Last Sunday, Trinity’s Summer Series came to an end, marking another successful iteration of a set of concerts that brings some of the biggest musical names in the world to College Park.
Representing a partnership between MCD and Trinity’s Commercial Revenue Unit, the Summer Series has also been a welcome source of revenue for the College for the last three years, given the stagnation in funding faced by the higher education sector.
What is less welcome, however, was the behaviour of some of those working at this year’s concerts.
On Wednesday, an article in The University Times described the appalling experience one woman faced during Paul Weller’s concert on July 4th.
The incident – in which a woman was prevented from using an accessible toilet despite needing one due to an ostomy bag – raised serious and pressing questions about societal attitudes to non-visible disabilities.
However, it also left open the question of how much accountability Trinity should demand from the third parties it does business with – and how much blame should be levelled at the College itself.
Trinity is often lauded for its progressive approach towards accessibility, and its Disability Service is widely recognised as the best in the country among third-level institutions.
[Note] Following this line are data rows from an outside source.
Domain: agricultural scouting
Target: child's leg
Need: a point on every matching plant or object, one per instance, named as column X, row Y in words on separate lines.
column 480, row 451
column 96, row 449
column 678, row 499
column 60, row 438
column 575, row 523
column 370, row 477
But it was disconcerting to read that the College’s Commercial Revenue Unit, while acknowledging the unacceptability of the incident, had pushed responsibility for the incident off onto MCD and Eventsec – the company responsible for the concert’s security.
We don’t know exactly how much money Trinity makes from the Summer Series, but it’s safe to assume it’s not negligible. And MCD is also responsible for organising Trinity Ball, another major money-spinner.
It’s hardly too much to ask, then, that the College demands higher standards from its third-party affiliates than were upheld by security at the Paul Weller concert.
Outside the walls of the College, the conversation around non-visible disabilities is often not as far along as it is within them. Trinity might not have control over that – but when it invites others onto its own campus, it has a responsibility to ensure that those parties respect the principles it claims to espouse.